Subduction zone megathrust faults host about 75% of the large earthquakes (M≥8) worldwide. Geodetic and seismological observations indicate that the subduction zone also exhibits various types of slow earthquakes including slow slip events (SSEs), low-frequency earthquakes (LFEs), very-low-frequency earthquakes (VLFEs), and tectonic tremor. Developing the spatial variations of 3D fault geometries and seismic slip behavior along subduction plate slab are important and contributes to the understanding of the mechanisms of large earthquakes in subduction zones, as well as to the improved forecasting of earthquakes and tsunamis in subduction zones. The Hikurangi subduction zone is located on the eastern margin of North Island, New Zealand, where the Pacific Plate subducts beneath the eastern North Island at a rate of 55 mm/yr. In north Hikurangi margin, the shallow plate boundary megathrust hosted two large magnitude earthquakes (Mw 7.0-7.2) in 1947 that produced 8 to 10 m tsunami along the coast of the North Island. Geodetic observations indicate that slow slip events (SSEs) vary along the margin: in the northern and central segments, they are shallow (<15 km), short (<1 month), and frequent (every 1-2 years), whereas in the southern segment, they are deeper (25-40 km), longer (>1 year), and less frequent (occurring every 5 years).

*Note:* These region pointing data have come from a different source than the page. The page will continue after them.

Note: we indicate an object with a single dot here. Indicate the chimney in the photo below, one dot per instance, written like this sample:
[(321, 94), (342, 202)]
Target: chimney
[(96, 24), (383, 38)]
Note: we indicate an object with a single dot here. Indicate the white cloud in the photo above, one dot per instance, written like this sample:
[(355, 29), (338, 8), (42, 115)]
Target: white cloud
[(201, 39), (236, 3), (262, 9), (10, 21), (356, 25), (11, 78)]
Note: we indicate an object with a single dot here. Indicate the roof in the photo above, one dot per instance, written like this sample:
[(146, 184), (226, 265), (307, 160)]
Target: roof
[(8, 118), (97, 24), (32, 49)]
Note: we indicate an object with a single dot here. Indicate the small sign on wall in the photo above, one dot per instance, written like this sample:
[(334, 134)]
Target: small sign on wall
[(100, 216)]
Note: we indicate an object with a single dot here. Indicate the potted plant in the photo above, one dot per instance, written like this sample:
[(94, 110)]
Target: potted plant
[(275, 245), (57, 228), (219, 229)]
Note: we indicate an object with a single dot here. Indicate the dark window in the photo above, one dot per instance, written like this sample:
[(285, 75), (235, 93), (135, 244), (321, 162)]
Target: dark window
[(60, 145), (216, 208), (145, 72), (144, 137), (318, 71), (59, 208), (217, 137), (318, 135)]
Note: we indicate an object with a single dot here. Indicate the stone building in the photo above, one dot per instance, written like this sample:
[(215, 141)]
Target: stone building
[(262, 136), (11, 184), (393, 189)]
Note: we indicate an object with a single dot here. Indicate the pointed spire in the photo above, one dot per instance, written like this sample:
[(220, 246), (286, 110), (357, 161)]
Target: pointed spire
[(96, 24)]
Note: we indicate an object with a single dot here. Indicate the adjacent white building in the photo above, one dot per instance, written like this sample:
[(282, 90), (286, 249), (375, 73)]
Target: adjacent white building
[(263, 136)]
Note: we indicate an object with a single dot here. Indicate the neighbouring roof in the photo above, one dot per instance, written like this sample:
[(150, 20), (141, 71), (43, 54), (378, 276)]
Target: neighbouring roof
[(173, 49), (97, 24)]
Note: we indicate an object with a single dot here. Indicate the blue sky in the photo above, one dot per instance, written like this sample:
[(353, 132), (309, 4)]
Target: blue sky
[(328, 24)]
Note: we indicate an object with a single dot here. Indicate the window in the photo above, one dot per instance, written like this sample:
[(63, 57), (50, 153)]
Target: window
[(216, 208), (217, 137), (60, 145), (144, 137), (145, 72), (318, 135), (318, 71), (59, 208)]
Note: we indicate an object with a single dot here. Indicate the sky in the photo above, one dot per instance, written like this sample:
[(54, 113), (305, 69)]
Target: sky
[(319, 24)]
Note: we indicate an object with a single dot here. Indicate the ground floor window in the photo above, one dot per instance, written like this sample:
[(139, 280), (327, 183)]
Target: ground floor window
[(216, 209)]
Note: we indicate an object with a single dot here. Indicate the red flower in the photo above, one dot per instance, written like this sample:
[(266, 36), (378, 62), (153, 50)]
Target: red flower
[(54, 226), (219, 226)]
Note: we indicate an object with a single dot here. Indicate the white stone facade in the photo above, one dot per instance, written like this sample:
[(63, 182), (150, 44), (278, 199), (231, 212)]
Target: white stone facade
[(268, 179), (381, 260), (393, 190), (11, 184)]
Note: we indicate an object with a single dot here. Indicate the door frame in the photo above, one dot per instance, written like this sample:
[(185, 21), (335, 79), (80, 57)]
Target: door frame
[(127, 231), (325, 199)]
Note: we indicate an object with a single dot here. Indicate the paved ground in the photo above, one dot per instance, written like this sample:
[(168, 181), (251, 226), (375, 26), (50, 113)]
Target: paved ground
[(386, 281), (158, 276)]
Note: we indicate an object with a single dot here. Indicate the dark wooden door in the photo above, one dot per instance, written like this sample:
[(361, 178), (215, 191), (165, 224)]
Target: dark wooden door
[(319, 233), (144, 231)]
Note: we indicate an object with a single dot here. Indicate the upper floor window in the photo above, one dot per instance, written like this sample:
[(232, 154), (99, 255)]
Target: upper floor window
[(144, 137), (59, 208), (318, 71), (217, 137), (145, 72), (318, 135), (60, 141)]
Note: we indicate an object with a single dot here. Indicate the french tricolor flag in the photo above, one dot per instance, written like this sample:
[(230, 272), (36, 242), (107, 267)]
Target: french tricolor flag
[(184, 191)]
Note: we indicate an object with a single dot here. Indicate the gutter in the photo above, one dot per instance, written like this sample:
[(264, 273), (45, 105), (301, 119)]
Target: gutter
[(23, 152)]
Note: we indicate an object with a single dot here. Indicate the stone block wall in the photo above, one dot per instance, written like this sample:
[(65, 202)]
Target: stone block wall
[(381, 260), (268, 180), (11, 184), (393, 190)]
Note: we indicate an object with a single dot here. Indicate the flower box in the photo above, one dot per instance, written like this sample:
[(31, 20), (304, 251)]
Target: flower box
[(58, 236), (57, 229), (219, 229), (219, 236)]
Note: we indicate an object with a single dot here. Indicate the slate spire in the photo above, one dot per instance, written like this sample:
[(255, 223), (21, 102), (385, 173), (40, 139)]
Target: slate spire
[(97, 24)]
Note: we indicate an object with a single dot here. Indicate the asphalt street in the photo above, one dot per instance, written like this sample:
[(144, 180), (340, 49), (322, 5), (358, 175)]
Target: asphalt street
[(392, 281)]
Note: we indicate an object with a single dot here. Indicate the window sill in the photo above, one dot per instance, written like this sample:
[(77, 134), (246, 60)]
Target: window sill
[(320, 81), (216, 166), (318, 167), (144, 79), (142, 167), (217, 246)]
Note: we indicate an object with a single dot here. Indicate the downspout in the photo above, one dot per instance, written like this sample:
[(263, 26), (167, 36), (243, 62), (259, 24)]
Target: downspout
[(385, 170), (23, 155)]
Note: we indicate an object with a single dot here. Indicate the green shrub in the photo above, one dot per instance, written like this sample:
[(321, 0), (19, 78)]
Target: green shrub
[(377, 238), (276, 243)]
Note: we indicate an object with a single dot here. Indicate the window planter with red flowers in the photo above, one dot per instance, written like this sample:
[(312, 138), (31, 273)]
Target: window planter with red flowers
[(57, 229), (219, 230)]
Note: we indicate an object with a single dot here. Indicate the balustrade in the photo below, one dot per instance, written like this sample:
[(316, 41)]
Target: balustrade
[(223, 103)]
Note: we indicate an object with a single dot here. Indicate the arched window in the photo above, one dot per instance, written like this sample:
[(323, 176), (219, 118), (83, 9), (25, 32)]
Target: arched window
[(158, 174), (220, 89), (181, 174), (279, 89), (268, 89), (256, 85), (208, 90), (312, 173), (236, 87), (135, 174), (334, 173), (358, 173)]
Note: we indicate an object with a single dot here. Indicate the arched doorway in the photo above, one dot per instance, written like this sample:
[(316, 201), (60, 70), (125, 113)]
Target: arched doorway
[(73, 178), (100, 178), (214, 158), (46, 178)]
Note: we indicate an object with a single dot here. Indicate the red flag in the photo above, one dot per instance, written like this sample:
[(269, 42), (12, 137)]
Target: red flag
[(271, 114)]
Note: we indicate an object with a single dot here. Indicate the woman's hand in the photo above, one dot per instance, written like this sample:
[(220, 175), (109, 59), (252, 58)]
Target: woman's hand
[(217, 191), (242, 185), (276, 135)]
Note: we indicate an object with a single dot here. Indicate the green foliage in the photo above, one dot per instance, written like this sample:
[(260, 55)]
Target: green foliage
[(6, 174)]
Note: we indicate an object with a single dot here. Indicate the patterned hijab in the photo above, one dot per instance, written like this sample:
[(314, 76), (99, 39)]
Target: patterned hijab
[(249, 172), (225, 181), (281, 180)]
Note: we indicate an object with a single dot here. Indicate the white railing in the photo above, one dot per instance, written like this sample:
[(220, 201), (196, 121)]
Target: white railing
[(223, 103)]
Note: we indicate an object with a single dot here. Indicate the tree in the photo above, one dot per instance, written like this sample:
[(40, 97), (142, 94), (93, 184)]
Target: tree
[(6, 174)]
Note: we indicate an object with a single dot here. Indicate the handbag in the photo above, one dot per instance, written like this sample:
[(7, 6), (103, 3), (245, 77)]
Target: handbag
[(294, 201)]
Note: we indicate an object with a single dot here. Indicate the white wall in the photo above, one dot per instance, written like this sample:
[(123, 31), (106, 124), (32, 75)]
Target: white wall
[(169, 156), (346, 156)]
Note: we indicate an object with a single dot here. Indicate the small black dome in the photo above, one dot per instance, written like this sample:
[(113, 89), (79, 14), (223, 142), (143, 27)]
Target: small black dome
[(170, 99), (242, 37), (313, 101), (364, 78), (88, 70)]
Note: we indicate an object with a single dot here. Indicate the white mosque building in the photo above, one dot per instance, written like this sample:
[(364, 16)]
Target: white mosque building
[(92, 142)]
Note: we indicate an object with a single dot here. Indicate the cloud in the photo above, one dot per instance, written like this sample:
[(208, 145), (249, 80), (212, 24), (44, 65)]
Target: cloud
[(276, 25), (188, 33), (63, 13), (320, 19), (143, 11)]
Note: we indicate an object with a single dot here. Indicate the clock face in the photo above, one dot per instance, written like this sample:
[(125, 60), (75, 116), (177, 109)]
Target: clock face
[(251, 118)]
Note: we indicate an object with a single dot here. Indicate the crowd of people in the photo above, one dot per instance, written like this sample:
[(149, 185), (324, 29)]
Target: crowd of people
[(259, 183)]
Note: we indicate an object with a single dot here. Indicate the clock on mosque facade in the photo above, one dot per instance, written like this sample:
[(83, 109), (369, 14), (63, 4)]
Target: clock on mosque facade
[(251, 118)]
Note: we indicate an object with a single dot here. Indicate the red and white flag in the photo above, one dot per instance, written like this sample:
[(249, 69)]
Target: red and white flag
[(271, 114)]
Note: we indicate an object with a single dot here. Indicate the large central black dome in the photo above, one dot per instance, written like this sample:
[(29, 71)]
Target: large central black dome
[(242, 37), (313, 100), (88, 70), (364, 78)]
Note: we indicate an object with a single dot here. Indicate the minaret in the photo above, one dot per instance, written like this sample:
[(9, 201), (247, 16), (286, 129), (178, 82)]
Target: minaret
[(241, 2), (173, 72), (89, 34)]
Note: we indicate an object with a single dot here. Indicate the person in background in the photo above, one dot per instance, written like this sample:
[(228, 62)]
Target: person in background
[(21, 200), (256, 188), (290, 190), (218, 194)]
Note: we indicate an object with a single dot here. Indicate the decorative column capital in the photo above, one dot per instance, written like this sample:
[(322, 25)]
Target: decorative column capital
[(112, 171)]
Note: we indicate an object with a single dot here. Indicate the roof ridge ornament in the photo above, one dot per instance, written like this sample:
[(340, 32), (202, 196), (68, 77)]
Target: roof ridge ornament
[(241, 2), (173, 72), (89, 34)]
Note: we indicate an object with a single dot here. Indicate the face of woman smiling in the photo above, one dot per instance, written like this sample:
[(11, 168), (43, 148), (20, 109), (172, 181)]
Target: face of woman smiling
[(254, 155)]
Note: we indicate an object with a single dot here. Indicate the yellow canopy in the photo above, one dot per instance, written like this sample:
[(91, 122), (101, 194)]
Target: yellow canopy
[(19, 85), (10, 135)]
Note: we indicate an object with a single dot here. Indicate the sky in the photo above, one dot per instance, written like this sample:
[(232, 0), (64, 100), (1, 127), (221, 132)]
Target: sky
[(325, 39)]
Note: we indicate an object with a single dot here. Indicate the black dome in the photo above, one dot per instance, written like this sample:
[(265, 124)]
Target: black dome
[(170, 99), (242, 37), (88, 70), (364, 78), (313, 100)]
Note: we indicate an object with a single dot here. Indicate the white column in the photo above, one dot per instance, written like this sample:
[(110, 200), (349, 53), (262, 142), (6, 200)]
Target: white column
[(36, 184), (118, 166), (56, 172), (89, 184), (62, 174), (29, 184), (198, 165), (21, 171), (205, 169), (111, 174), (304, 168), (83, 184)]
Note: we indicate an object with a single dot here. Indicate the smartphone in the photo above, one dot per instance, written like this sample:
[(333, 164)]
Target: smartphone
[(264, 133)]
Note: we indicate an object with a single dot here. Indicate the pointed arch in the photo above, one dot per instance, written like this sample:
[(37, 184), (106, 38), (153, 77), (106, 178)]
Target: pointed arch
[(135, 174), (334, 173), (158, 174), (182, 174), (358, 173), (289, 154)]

Here we used an implicit approach to combine multi-sourced data, including seismic reflection profiles, relocated seismicity, focal mechanism solutions and topography profiles to develop a new slab model for Hikurangi subduction margin. The Hikurangi slab model (HSM-1.0) provide the detailed 3d geometry of a ~750 km subducting slab with ~8 km resolution. The geometry of shallow slab varies along-strike, from a steep (5°-10°) southern part, to a gentle (~2°) central segment; and then an irregular (1°-5°) northern margin. The southern margin has the deepest (~110 km) transition zone, longest (~200 km) distance from transition zone to trench, shallowest (~250 km) seismogenic zone, and steepest (~77°) deep slab. The modeling results indicate that the curvature of the Hikurangi slab (10^-4) is two orders of magnitude higher than that of the global slab (10^-6), and it displays a more irregular slab morphology. The slow-slip event (SSEs) source area at the northern margin of the Hikurangi slab exhibits a wide range of curvature values, while the locked region at the southern margin shows relatively less variation. In the SSEs region, the maximum principal stresses (σ₁) to the fault plane are oriented at a high angle (>50–60°), whereas in the southern locked region, the maximum principal stresses (σ₁) are oriented at a lower to moderate angle (30–40°). The shear strength gradients along the subducted slab suggest that the northern SSEs source region is relatively spatially heterogeneous, while the southern locked region demonstrates greater spatial homogeneity. The HSM-1.0 will facilitate fault system analysis, subducted slab reconstructions, and dynamic rupture modeling in the Hikurangi margin.